La scuola dei bamboccioni/2. Non forma il carattere

Il termine “bamboccioni” usato da Padoa-Schioppa sembra aver indignato i genitori dei trentenni casalinghi, che secondo l’ex ministro Rocco Buttiglione sono stati in tal modo da lui ingiustamente “insolentiti“. “Il termine bamboccioni può apparire uno schiaffo“, ha replicato TPS, “ma non ha nessuna intenzione offensiva. E una scossa forse è utile proprio ai giovani“.
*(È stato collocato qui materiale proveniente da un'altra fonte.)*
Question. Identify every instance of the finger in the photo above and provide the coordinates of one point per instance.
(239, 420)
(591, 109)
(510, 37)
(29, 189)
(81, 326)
L’intenzionalità pedagogica dell’inusuale espressione impiegata dal ministro dell’Economia risulta evidente anche da altre sue dichiarazioni, che fanno risalire alla generazione del ’68 la responsabilità di aver istituito con i figli rapporti eccessivamente permissivi e protettivi. Rapporti che hanno portato i genitori degli attuali trentenni a giustificarne atteggiamenti e comportamenti di scarso impegno, per esempio, nel campo degli studi.
Ha qualche responsabilità il sistema scolastico (peraltro duramente contestato e delegittimato dai sessantottini) nel non aver saputo contrastare questa tendenza? Certo, più che della responsabilità del sistema si dovrebbe parlare di quella dei governanti, dei tanti (in)decisori politici che non hanno saputo risolvere né il problema della riforma degli ordinamenti né quello della rilegittimazione dell’istituzione scuola come soggetto educativo inteso in senso ampio, fonte di regole rispettate, capace di formare il carattere, la tempra morale ed etico-sociale dei giovani.
Simbolo di questo fallimento è stata la vicenda dell’educazione civica nelle sue varie versioni, tutte fallite perché tutte inidonee allo scopo. Mentre l’invocata collaborazione tra la scuola e la famiglia non è stata finalizzata al principale scopo per il quale doveva servire: la rivalutazione del ruolo della scuola, il rispetto per la sua funzione istituzionale.